AI music extension refers to recording / uploading musical content and using generative AI models to expand on that idea.
Musicians can now upload ideas and overcome creative block quickly, sampling the music directly or referencing it as the starting point for their own songwriting.
There are currently only a few products on the market with an AI music extender; Suno, Udio, and Soundgen. We'll cover each of them her and share tips on how to get the most value from them.
Table of Contents
Best AI Music Extenders
AI powered music-to-song generation refers to models that take in an initial audio file and transform it into a complete arrangement. Each AI music platform has its own model architecture and training data, which means they each produce different kinds of musical output.
Udio (AI song extender)
Udio began as a text-to-song generator, without an audio upload feature. They introduced the AI song extender during mid-2024, available only on the paid plan.

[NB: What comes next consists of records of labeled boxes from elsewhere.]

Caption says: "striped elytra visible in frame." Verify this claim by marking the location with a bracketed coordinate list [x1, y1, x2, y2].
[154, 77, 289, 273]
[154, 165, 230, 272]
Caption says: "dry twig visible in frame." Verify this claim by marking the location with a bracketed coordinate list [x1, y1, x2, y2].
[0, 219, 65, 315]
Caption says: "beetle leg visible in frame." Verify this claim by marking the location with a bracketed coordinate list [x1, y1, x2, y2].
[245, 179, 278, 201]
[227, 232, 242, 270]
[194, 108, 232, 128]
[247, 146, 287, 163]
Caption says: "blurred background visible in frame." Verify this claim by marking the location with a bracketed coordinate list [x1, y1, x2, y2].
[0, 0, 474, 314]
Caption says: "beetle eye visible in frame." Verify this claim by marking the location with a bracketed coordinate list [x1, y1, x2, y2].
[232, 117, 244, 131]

Subscribers can upload their own music clips and use text prompts to describe what they want to hear. We experimented with this feature extensively and discovered a few interesting details about the model's performance:
Udio's best AI music extension features
Udio can extend your audio forward or backward in time, relative to the whole clip. That means you can generate intros lead smoothly into your own music.
Udio combines the input track with the generative output, so it truly feels like a song extension. Other apps, like Suno, do not stitch the input and output.

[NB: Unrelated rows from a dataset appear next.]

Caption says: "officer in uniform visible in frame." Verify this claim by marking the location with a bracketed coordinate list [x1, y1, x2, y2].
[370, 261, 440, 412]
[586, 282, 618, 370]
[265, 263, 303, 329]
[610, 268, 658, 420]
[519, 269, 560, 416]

Udio applies stem separation to multitrack recordings, and then isolates solo tracks like a lead melody, writing a new arrangement around that stem.
Udio will write melodic variations and reharmonize an initial concept, adding new chords as well as new instruments. Text prompts influence the output.

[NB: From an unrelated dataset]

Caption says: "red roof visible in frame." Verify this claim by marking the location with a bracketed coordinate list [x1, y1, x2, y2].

Each generation tends to be unique and different. If the music output sounds too similar, use the Strength slider to diverge further from the original input.
To try the feature out for yourself, log into your account and at the top of the page, find the upload icon at the right corner of the text prompt field.
How do you extend audio files in Udio?
Lyrics: Select custom to input your own lyrics, instrumental to omit vocals, and auto-generated to let Udio's system come up with words for you. Try to come up with your own. AI generated lyrics tend to be a bit mediocre.
Prompt strength: Strength refers to how much influence the input has over the output. Maximum strength values will force your input into the new generation and can create less natural sounding music, while very low strength settings may sound more natural but drift far away from the original input. For this reason, it's best to start in the middle and adjust incrementally.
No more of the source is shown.